The Art of Cars in Detroit and Computer Gadgets in Las Vegas

Two Major Industry Shows Illustrate How Visual Design Meets Technology

A century ago, a small group of Italian painters called the Futurists stormed Paris with the idea that zooming cars, or steam-belching trains, were more beautiful than a Greek marble statue.
            That was then. If this week’s massive Detroit Auto Show, and the gargantuan Computer Electronics Show (CES) in Las Vegas are any indication, the technological tastes of the Futurists have overwhelmed the visual arts in a very big way.
            At both venues, cars and gizmos offer visual pleasures. At the Detroit Auto Show, the eye feasts on attractive grills, angles, paint jobs, and lights. Our vision follows those beautiful “lines.” The CES has got Las Vegas abuzz over increasingly high quality color screens on televisions and mobile devices. The devices are also about power and ingenuity, something that certainly enamored the Futurists (who tried to capture it in oil paint!) Their locomotives and factories have become our fast computers and fuel efficient engines.
            The venues are vast. Las Vegas has made room for 150,000 “techies” to look at 20,000 new products (displayed over more than four football fields of floor space). Motor City will probably draw 700,000. They will see about 40 new car models and lots of bells and whistles.
            Although the “look” counts, the new way of describing the visual effects with cars and consumer electronics is “interaction.” It means how devices relate comfortably to people. The term has several synonyms. At CES it is “The Year of the Interface.” Even carmakers are talking about how computer devices interact (or interface) with drivers (telling them what’s happening inside the car, and outside, on the road).
            The interaction goes into some detail at CES. The newest thing is “look and tap,” where you activate something on a computer with your eyes, then use fingers to control it. The resolution for the eyeball has become phenomenal (with more pixels). Though unaffordable for most, large high definition televisions now are a mere inch thick. “It’s like hanging a painting on a wall,” said one tech expert. (Meanwhile, the super thin “ultrabook” computer is the biggest item this year, with 60 new models coming out).
            For all the visual finesse, the computer experts say there continues to be a very human hurdle to progress. Some call it the “search and organization” problem. Now that device owners can download unlimited stuff—emails, tweets, music, photos, videos, documents—it has become hard to find what you are looking for.

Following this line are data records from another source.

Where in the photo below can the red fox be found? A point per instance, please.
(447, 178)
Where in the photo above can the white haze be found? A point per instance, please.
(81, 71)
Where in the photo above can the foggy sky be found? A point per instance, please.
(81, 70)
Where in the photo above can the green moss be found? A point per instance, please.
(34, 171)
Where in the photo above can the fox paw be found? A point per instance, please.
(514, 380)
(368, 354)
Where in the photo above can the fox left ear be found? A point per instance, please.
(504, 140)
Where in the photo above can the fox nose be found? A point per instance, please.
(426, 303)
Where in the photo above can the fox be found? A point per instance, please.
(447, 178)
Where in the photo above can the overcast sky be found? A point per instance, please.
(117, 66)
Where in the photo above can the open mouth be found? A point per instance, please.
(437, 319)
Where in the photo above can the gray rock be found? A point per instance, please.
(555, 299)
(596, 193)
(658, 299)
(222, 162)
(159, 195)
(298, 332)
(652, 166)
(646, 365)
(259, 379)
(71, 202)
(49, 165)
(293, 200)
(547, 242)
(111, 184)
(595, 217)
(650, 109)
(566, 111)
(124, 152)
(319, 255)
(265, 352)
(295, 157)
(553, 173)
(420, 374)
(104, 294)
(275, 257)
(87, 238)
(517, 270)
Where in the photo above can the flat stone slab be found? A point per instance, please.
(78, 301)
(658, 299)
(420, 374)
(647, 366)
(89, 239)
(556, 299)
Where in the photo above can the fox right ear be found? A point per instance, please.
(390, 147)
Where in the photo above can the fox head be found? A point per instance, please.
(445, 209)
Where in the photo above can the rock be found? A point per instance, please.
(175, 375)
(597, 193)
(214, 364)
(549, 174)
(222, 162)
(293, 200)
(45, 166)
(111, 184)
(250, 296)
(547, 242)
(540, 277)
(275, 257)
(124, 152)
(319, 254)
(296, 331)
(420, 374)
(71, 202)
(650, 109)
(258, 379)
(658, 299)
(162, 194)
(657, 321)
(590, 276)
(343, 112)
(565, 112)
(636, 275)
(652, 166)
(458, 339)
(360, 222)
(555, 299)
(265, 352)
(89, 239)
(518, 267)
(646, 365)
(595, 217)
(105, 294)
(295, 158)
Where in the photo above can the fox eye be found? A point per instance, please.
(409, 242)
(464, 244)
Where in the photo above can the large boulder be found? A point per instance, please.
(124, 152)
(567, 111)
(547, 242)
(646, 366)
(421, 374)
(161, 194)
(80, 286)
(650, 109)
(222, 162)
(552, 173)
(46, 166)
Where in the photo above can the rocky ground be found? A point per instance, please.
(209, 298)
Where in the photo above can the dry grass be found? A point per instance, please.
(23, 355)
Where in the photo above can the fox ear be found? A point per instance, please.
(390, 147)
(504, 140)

            At many art schools, solving this kind of problem has often come under courses with names such as “interaction design.” Everyone is in search of a way to visually and logically store and retrieve materials. Perhaps only in Detroit, however, has the local art college tried to tackle “transportation design” as well. That is a priority at the College for Creative Studies (CCS), some of whose students are showing design sketches at the Detroit show. The school collaborates with automakers and parts designers so students understand the art of making cars better.

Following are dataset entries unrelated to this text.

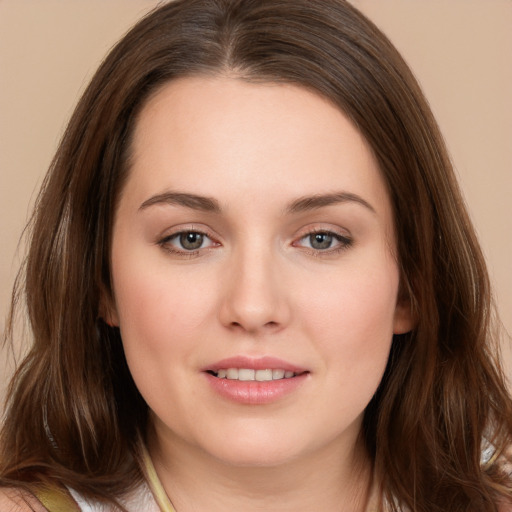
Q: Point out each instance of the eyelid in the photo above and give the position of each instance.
(344, 240)
(164, 240)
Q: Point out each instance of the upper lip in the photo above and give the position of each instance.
(254, 363)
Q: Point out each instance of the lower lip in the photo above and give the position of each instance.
(255, 392)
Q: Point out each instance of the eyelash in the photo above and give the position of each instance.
(344, 242)
(165, 242)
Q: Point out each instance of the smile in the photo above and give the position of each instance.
(249, 374)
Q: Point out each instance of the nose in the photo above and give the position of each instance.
(255, 299)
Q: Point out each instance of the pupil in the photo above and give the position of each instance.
(321, 241)
(191, 241)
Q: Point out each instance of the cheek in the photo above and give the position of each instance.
(353, 317)
(157, 309)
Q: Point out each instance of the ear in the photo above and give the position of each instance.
(107, 308)
(404, 320)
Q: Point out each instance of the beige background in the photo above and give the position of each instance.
(461, 51)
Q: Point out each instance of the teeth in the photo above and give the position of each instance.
(248, 374)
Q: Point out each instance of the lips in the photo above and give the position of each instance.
(255, 381)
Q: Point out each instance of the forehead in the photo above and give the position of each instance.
(217, 135)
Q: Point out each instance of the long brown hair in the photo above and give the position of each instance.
(74, 413)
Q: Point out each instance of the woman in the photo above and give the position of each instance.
(252, 282)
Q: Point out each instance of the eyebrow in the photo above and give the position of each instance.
(192, 201)
(315, 202)
(209, 204)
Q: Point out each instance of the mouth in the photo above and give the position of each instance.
(255, 381)
(249, 374)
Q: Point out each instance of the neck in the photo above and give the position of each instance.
(333, 480)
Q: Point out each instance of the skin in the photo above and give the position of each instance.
(256, 287)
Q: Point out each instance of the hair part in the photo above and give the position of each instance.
(74, 412)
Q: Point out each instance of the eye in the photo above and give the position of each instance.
(324, 241)
(186, 241)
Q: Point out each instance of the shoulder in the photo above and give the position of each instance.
(13, 499)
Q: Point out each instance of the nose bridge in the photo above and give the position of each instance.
(254, 298)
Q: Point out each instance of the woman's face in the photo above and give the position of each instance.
(255, 282)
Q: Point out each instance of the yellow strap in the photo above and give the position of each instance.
(55, 499)
(154, 482)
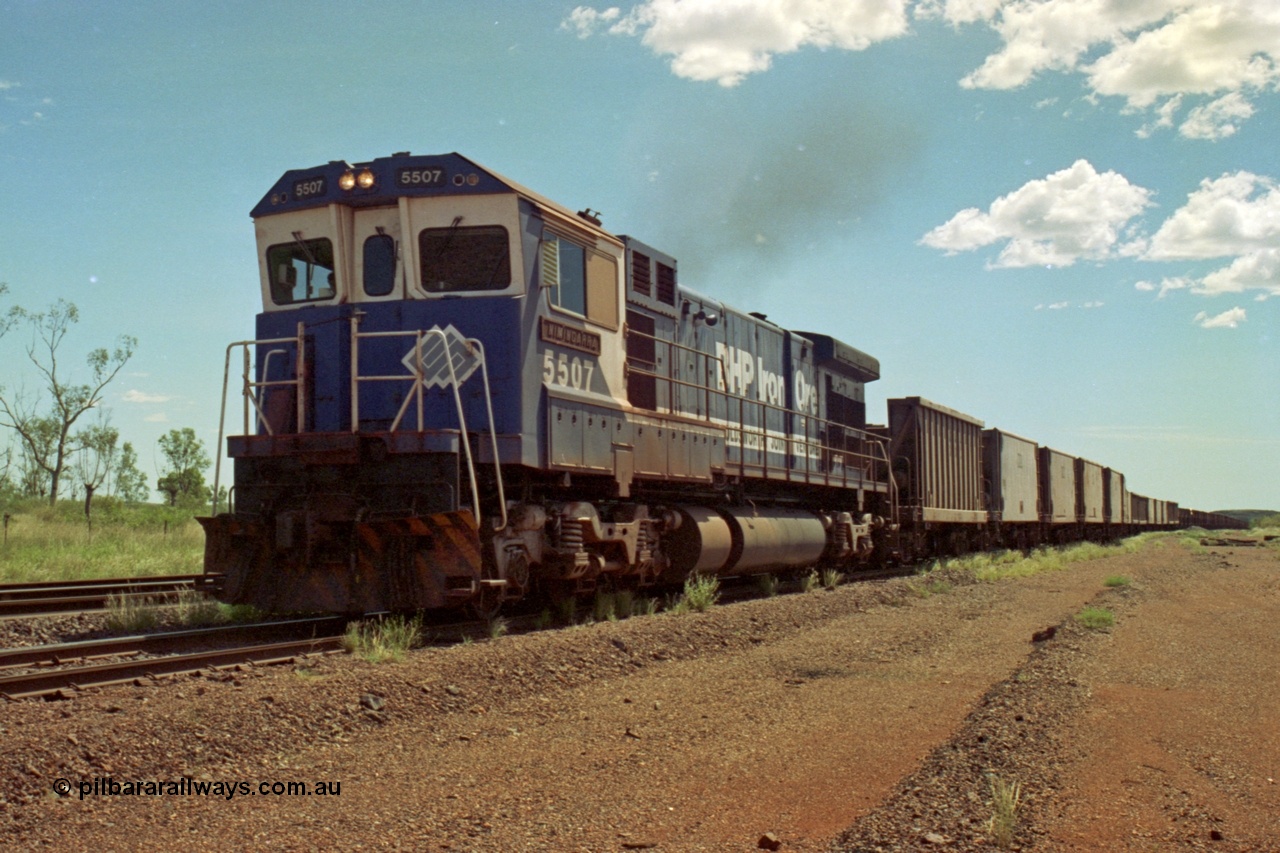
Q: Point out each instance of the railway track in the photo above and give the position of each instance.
(58, 670)
(74, 596)
(63, 669)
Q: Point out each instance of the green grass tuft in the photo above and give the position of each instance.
(131, 614)
(1096, 619)
(702, 592)
(383, 639)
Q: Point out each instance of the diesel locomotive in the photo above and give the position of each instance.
(460, 393)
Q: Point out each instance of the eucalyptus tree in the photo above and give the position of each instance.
(44, 419)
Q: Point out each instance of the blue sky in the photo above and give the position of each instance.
(1060, 217)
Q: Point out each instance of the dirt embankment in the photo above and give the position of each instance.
(863, 719)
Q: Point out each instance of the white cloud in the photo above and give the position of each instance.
(1143, 51)
(1074, 214)
(588, 21)
(1256, 270)
(1230, 215)
(144, 397)
(1217, 119)
(1229, 319)
(726, 40)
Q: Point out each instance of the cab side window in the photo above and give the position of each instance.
(301, 272)
(580, 279)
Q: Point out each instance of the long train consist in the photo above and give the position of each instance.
(461, 392)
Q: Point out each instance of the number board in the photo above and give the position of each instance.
(567, 336)
(310, 187)
(421, 177)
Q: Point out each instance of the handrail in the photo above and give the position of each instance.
(250, 387)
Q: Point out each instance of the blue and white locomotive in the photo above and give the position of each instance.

            Last month, students worked with parts makers Visteon and OSRAM to model new kinds of car lights. Some of the CCS students also participated in the annual Michelin Design Competition. This time Taylor Langhals won with his sketches of a futuristic “Chevrolet Stretch,” a car that morphs to fit tight city driving. “There’s a romance between the driver and the exterior of the automobile,” Langhals says.
            One of the contest judges, GM designer Bob Boniface, had won the student contest 20 years earlier. He said that students in art or design schools have precious time to dream up future possibilities, as well as learn the engineering reality. “They all seem to be very well informed and their research is thorough,” he said of this year’s art school contestants.
            With the new emphasis on smaller fuel-efficient cars, there is no need to scrimp on exterior design, the Detroit experts are saying (though small cars can present challenges for interior panache). One small-car solution is being offered by Chevrolet, which has revived the once-popular Dodge Dart. It is being called compact “with flair,” since it’s designed after the sleek Italian Alfa Romeo Giulietta.
            Not every sleek thing is going to work, as every CES convention has shown. Over the last few years in Las Vegas, 3-D TV has tried to gain a consumer foothold. Nobody wants to wear 3-D glasses. Still, television designers speak of one day offering screens with visual holographs (as done with laser beams now) that create a “complete immersion” visual experience of three-dimensional depth and atmosphere.
            So cars and computer gadgets are very visual. Their merits also hinge on power—something that the Futurists, in their own way, were saying a century ago. Today, however, talking about the subject is getting harder and harder. At the Detroit show, you might still hear, “What a gorgeous grill! Look at the dashboard!”
            In Las Vegas, however, as one talented tech writer illustrates, it’s a whole new language. He writes about “running the Ice Cream Sandwich version of the Android OS” and the “quad-core, 7-inch tablet, the MeMo 370T,” which, by the way, is like “the Prime and runs a Tegra 3 chip.” When words fail, we still have the visuals. We have beautiful objects to point our fingers at.